Companies

IBC: No back-door entry for ineligible promoters in liquidation proceedings

Radhika Merwin BL Research Bureau | Updated on October 31, 2019 Published on October 31, 2019

In Gujarat NRE Coke case, NCLAT rules that ineligible promoters cannot reclaim control via scheme of arrangement under the Companies Act

Two years ago, Section 29A was inserted in the Insolvency and Bankruptcy Code (IBC) to keep out errant and wilful defaulters from buying back stressed assets. This was essential to prevent chronic defaulters and fraudulent promoters from gaming the system and taking back control of their company at a fraction of what they owed lenders.

The provision has served the intended purpose in many cases (as in the Essar Steel case). But there has been lack of clarity on how the provision will apply in liquidation proceedings in the case of scheme of arrangement under Section 230 of the Companies Act.

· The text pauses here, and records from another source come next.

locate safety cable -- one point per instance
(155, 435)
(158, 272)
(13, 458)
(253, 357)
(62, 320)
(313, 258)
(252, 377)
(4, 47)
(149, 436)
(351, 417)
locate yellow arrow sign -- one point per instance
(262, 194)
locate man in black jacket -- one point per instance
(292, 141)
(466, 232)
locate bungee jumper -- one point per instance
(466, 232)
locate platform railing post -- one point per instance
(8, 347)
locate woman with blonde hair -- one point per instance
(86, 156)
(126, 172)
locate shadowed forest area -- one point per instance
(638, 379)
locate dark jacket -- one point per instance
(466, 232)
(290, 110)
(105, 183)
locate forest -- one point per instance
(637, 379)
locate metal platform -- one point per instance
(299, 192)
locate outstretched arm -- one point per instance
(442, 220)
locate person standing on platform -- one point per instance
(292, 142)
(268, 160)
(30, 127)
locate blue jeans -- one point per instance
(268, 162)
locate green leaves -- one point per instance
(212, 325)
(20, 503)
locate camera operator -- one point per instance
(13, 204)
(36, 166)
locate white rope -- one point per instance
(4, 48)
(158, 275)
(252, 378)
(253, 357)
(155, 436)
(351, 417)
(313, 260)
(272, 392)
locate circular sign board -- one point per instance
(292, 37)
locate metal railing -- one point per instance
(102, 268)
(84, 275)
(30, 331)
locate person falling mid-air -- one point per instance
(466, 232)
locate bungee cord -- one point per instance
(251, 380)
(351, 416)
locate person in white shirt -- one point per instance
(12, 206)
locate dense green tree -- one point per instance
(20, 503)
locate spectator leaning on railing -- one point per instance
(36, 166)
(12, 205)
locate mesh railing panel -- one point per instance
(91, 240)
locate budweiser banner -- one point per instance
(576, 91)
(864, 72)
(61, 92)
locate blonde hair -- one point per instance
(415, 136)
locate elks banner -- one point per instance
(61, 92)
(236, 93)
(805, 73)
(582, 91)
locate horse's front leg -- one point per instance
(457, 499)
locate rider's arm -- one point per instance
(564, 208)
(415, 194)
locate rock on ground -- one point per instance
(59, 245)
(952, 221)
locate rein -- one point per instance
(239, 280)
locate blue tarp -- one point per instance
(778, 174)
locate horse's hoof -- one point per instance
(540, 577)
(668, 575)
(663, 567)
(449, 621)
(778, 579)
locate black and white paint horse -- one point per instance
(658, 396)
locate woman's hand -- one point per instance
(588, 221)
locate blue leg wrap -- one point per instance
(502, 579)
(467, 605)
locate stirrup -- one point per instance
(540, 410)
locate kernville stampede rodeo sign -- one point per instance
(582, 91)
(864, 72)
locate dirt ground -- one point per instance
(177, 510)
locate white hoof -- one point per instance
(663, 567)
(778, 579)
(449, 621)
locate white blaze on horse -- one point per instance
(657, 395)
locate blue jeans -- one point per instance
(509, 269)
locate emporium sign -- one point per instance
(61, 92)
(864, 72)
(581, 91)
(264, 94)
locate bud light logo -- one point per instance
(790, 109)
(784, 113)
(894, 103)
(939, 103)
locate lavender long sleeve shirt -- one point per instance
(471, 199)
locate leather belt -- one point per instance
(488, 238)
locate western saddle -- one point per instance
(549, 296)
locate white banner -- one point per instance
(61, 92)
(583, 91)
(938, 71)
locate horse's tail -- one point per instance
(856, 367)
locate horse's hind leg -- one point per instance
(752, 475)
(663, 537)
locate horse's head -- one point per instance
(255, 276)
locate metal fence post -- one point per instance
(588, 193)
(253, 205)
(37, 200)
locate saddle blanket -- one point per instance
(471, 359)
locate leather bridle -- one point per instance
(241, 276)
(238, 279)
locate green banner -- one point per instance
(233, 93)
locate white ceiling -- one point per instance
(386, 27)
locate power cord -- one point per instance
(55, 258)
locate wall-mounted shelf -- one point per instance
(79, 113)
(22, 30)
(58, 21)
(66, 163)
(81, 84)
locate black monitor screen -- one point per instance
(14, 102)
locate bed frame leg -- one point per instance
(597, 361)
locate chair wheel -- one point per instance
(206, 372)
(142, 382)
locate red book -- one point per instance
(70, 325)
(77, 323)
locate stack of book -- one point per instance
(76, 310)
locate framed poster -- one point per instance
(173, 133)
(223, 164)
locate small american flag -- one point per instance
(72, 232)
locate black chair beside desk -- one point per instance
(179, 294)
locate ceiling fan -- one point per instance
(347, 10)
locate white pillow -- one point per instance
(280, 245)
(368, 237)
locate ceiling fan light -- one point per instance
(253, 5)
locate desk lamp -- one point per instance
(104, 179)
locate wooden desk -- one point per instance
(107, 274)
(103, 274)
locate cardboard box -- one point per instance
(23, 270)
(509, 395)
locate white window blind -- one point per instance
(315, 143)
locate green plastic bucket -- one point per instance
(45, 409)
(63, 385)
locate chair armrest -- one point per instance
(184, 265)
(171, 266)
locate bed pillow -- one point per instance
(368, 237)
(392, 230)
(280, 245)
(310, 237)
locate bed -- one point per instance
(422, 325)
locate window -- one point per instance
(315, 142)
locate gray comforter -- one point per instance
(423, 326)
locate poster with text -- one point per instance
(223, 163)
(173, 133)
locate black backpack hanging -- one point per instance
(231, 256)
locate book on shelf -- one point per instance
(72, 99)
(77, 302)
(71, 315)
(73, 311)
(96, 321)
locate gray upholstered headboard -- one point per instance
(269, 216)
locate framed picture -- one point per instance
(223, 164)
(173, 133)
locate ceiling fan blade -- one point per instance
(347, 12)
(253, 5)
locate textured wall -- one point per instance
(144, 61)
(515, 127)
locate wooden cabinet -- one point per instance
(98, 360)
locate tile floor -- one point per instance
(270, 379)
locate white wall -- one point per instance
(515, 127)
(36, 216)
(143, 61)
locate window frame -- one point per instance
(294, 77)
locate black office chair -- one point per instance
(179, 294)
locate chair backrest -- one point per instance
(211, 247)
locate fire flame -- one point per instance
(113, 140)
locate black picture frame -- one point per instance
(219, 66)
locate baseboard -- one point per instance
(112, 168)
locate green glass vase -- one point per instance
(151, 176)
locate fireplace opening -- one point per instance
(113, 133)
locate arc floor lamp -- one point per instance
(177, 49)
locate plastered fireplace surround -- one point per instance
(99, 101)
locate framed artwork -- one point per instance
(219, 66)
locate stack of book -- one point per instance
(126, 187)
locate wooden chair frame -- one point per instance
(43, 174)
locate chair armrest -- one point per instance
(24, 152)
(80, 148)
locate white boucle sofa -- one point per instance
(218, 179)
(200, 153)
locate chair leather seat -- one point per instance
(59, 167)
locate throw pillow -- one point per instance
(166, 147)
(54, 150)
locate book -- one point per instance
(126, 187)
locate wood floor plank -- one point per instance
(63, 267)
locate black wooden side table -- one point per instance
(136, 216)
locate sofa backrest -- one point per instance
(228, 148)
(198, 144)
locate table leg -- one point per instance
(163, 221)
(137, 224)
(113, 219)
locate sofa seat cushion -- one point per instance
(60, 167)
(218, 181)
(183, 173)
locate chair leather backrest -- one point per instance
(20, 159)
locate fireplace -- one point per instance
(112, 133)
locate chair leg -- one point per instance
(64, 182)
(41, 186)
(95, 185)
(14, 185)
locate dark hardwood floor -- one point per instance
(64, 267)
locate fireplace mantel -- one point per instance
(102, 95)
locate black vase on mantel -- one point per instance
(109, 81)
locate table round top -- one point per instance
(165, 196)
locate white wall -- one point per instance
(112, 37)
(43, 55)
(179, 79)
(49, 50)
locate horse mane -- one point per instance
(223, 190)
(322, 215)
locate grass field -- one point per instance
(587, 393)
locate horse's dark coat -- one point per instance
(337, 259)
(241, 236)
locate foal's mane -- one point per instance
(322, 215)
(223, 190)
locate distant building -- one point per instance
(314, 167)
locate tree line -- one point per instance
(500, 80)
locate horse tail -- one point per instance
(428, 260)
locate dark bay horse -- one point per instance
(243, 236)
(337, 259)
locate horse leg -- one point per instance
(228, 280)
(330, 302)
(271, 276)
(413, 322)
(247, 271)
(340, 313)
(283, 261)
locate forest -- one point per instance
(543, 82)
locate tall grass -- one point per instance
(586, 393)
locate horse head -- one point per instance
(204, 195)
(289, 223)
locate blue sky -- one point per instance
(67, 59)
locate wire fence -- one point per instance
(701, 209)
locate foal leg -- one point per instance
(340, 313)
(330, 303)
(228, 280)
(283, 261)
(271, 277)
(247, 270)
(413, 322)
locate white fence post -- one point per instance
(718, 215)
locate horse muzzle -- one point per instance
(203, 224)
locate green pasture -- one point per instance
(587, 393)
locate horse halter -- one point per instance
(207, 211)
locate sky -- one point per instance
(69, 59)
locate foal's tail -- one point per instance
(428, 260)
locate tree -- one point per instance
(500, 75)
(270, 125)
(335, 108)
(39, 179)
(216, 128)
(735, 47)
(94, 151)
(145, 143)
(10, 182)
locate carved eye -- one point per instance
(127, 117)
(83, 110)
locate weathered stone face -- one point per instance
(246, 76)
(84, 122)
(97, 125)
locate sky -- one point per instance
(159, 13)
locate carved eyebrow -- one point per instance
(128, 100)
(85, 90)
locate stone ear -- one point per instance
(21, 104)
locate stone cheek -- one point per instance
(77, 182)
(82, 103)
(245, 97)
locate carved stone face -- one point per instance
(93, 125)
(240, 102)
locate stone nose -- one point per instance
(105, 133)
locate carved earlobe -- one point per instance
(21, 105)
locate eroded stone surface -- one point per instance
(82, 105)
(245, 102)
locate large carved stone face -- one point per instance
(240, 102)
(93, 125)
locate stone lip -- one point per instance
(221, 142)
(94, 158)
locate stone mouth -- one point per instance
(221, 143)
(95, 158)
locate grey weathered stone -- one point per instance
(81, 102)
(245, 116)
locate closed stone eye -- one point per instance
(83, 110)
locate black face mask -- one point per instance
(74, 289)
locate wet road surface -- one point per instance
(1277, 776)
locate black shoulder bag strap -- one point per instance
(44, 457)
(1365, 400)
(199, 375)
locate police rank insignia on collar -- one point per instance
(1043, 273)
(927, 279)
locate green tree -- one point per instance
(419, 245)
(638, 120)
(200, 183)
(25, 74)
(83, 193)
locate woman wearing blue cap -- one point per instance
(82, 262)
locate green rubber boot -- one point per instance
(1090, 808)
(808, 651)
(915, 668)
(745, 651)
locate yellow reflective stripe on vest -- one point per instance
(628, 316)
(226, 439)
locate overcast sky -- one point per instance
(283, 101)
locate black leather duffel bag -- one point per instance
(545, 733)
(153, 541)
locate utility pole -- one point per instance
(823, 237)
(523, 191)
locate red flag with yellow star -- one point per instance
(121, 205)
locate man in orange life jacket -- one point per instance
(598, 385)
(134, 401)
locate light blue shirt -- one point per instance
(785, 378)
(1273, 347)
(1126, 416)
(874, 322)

When resolution fails and the debtor goes into liquidation, the adjudicating authority has, in the past, directed the liquidator to consider provisions of Section 230 of Companies Act, 2013, which deals with ‘Power to Compromise or Make Arrangements with Creditors and Members’. It had been unclear whether promoters ineligible under Section 29 A of the IBC can participate in the scheme of arrangement under Section 230 of the Companies Act.

In its October 24 order in the Gujarat NRE Coke case, the NCLAT removed the ambiguity around this and held that promoters ineligible under Section 29A of the IBC cannot participate in the scheme of arrangement under Section 230 of the Companies Act.

In other words, there can be no back-door entry for errant promoters to regain the control of the company, even in a liquidation proceeding where a liquidator proposes a compromise or arrangement with creditors and members (shareholders).

The crux of the issue

The Supreme Court, in the oft-quoted Swiss Robbins case, had observed that “the Preamble does not, in any manner, refer to liquidation, which is only availed of as a last resort, if there is either no resolution plan or the resolution plans submitted are not up to the mark. Even in liquidation, the liquidator can sell the business of the corporate debtor as a going concern”.

Hence, the NCLAT ruling in the the SC Sekaran vs Amit Gupta case (January 2019 order) had cited the Meghal Homes vs Shree Niwas Girni KK Samiti case, in which the Supreme Court upheld the provisions under Section 391 of the Companies Act, 1956, and Section 230 of the Companies Act, 2013. These provisions give the liquidator (resolution professional under IBC) the right to propose a compromise or arrangement with creditors and members (shareholders) even in the case of a company which is being wound up.

Section 230 of the Companies Act, in effect, deals with ‘Power to Compromise or Make Arrangements with Creditors and Members’, which may include reconstruction or amalgamation/merger/demerger of companies or reduction of share capital or even corporate debt restructuring.

While Section 29 A debars errant promoters from bidding in the resolution process, it was unclear if it specifically precluded them from participating in the scheme of arrangement under Section 230 of the Companies Act.

NCLAT clarifies

In the Gujarat NRE Coke case, the NCLAT removed the ambiguity around the applicability of Section 29 A of the Code under the scheme of arrangement.

In that case, the question raised was whether Arun Kumar Jagatramka (promoter), ineligible under Section 29A of the Code to be a resolution applicant (buyer), could ask for a financial scheme of comprise and arrangement under Section 230 of the Companies Act.

NCLAT held that “even during the period of liquidation, the ‘Corporate Debtor’ is to be saved from its own management, meaning thereby that the promoters who are ineligible under Section 29A are not entitled to file application for compromise and arrangement in their favour under Section 230 to 232 of the Companies Act.”

Hence, a promoter, ineligible under Section 29A of the Code, cannot make an application for compromise and arrangement for taking back the immovable and movable property or actionable claims of the debtor.